One of the things that brought attention was her love of boxing.
“She was able to capture the imagination of people who never cared about boxing,” Zusman says.
In a collection of her boxing writing, Dunn writes about the effect of going to a live fight for the first time.
“I was electrified,” she writes. “It was a plunge into one of the great mysteries - the nature of violence. This mania for the task at hand contributes to the inclusive nature of the sport. Race, gender, religion, size, age, education - none of it matters are serious about the work.”
And Zusman says she was serious.
“She saw boxing as a metaphor for so many other things,” he says. “For a long time, she was the only female boxing writer anywhere in the country and the combination of her skill with her perspective gave us unique coverage.”

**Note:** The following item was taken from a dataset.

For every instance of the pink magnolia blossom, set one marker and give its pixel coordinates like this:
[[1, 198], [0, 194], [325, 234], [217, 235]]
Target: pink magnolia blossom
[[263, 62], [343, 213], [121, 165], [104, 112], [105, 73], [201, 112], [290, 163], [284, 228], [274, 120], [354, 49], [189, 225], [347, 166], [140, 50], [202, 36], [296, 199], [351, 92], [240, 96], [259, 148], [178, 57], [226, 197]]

Even after the success of Geek Love and her days as a regular columnist were past Zusman says she would come in at his request to talk to the staff, offering critiques and praise.
“She was a consummate professional who loved the written word and cared for writing and spreading the gospel,” he says.
The one thing that seemed to get at Dunn, Zusman says, were questions about the next novel, the follow-up to “Geek Love.”
“It wasn’t that she wasn’t writing, there were lots of magazine pieces, pieces on boxing, stuff for newspapers,” he says. “But it was the one thing she didn’t want to talk about. It sort of frustrated and annoyed her that people kept asking when was “Cut Man” going to come out.”
Not a lot is known about the book.
There was an excerpt in The Paris Review a few years ago - and as much as Zusman would like to read more by her (“Maybe the completed manuscript is there on her desk,” he says), if it doesn’t happen, he’s satisfied with what she left us.
“She was funny and thoughtful,” he says. “Some people thought of her as this retiring flower, which couldn’t be more wrong. We had some huge battles. If she thought I was wrong, she was not afraid to tell me. She was the furthest thing from a pushover. She was one of those writers who care deeply aout their work.
“She contributed more than her fair share to the country’s literature. If nothing more is published by her, she will still be remembered as a unique talent and an excellent journalist. She helped make Portland Portland. She was a tough cookie and a good friend.”